CHEMICAL LASERS: Deuterium fluoride laser produces mid-IR output

Dec. 1, 1996
Hydrogen and deuterium halide (HCl, DF, HBr) lasers based on an exothermic chemical reaction initiated either by discharge or by rapid mixing of the reactant gases emit in the 3- to 5-µm wavelength region.

ROLAND ROUX

Hydrogen and deuterium halide (HCl, DF, HBr) lasers based on an exothermic chemical reaction initiated either by discharge or by rapid mixing of the reactant gases emit in the 3- to 5-µm wavelength region. Various wavelengths in this spectral range are well suited to long-range beam propagation through the atmosphere because they coincide with atmospheric windows.

Several years ago CILAS (Marcoussis, France) developed a HF-DF laser capable of producing an average power of 600 W at HF wavelengths and of 250 W for DF.1 Long-term operation of a such a laser, however, requires continuous regeneration of the gases being mixed. An alternative approach for experiments that require only low average power is optical pumping of the hydrogen and deuterium halide molecules. The gases used and the pump source selected permit coverage of various spectral regions between 3 and 5 µm. This approach avoids the disadvantages of gas dissociation and regeneration.

More recently, CILAS researcherssupported by DRET (Direction des Recherches, Etudes, et Techniques, Paris, France)have experimented with a novel low-average-power deuterium fluoride laser.2,3 In this device a short laser pulse stimulates hydrogen or deuterium halide molecules contained in a gas cell, creating a cascaded population inversion. The main difficulty is to find a laser source able to pump the discrete, narrow lines of the various transitions.

Forsterite laser

In the pressure range typically used to make hydrogen or deuterium halide molecules lase, the absorption lines are very narrow (less than 1 GHz). Thus, an efficient pump source must have similar narrow spectral properties and be tuned precisely to an absorption line. A forsterite laser using a series of prisms and two Fabry-Perot devices is able to meet these requirements.

The chromium-doped forsterite (Cr4+:Mg2SiO4) laser is based on a 23-mm-long crystal with a 4 × 6-mm2 cross section and cut at the Brewster angle. A Q-switched Nd:YAG laser longitudinally pumps the forsterite crystal at 1.064 nm.
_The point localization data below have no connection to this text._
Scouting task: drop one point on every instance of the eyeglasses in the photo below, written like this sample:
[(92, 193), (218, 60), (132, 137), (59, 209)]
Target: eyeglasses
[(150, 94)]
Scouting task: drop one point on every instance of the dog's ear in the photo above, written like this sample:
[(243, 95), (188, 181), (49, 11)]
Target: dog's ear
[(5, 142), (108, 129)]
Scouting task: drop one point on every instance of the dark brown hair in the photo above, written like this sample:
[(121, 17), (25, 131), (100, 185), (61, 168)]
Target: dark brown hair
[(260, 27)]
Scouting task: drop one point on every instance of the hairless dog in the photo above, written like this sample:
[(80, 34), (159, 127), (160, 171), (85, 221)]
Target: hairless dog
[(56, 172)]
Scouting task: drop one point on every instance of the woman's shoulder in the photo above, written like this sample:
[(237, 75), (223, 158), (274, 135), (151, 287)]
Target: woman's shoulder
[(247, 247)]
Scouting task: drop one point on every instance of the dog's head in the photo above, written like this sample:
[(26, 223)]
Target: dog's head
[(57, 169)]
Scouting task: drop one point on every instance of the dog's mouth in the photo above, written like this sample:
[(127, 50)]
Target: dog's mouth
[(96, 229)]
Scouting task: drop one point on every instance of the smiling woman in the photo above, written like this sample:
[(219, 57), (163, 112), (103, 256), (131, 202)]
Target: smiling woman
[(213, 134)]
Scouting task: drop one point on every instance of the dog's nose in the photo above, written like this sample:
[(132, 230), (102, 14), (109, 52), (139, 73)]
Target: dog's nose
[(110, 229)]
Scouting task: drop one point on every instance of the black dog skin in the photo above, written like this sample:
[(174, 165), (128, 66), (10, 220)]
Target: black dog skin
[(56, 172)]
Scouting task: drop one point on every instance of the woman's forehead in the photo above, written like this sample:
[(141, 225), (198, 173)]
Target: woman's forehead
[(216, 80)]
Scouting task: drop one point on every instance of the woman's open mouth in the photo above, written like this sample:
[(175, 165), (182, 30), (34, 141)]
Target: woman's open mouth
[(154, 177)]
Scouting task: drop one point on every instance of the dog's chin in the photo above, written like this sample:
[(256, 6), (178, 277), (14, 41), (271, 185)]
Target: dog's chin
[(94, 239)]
The Nd:YAG laser delivers pulse energies up to 130 mJ with a pulse duration of 10 ns and pulse-repetition frequency of 10 Hz.

The required output wavelength is obtained by passing the beam through three dispersive prisms and rotating the totally reflective mirror. To reduce the spectral bandwidth of the laser emission, two Fabry-Perot devices are placed in the cavity. The forsterite laser is smoothly tunable from 1.16 to 1.33 µm, and the tuning range peak is centered at 1.25 µm. Without the Fabry-Perot devices, the forsterite laser delivers 13-mJ maximum energy per pulse at 1.25 µm with the 130-mJ pump energy; optical conversion efficiency is thus 10%. With the Fabry-Perot devices, at 1.268 µm (the HF line), the pulse energy is 6 mJ, and at 1.193 µm (the DF line), it is 3 mJ. Pulse length is between 50 and 70 ns (FWHM) with a linewidth of 0.06 Å.

The narrow-line output of the forsterite laser is introduced into the gas cell through a curved dichroic cavity mirror that is highly transmissive at the pump wavelength and highly reflective at the HF and DF lasing wavelengths. Stainless-steel cells equipped with calcium fluoride Brewster windows are used; cell lengths are 15 cm for HF and 50 cm for DF.

With this setup pumping the HF cell, the researchers obtained 250-µJ superfluorescence energy (measured without any mirrors) on the transition around 2.8 µm. The HF cell pressure was 30 Torr, and the forsterite pump laser energy was 6 mJ at 1.268 µm with a pulse length of 50 ns. While pumping the DF cell, a cascading laser emission was observed and laser lines between 3.64 and 3.85 µm emitted simultaneously with about 10 µJ of energy. In this case the DF cell pressure was 3 to 6 Torr; pump laser energy was 3 mJ at 1.193 µm.

REFERENCES

1. Henri Brunet, Michel Mabru, and François Voignier, Proc. SPIE 2502, 388 (1994).

2. Pascale Prigent, Geneviève Girard, Annick Lavenant, Henri Brunet, and Pierre Lemaigen, "Mid-IR DF laser pumped by a tunable and narrow-line Cr4+:forsterite laser," submitted to JOSA-B (J. Opt. Soc. Amer.-B).

3. Pascale Prigent et al., GCL/HPI `96, Edinburgh, Scotland (Aug. 1996), poster paper P2-13.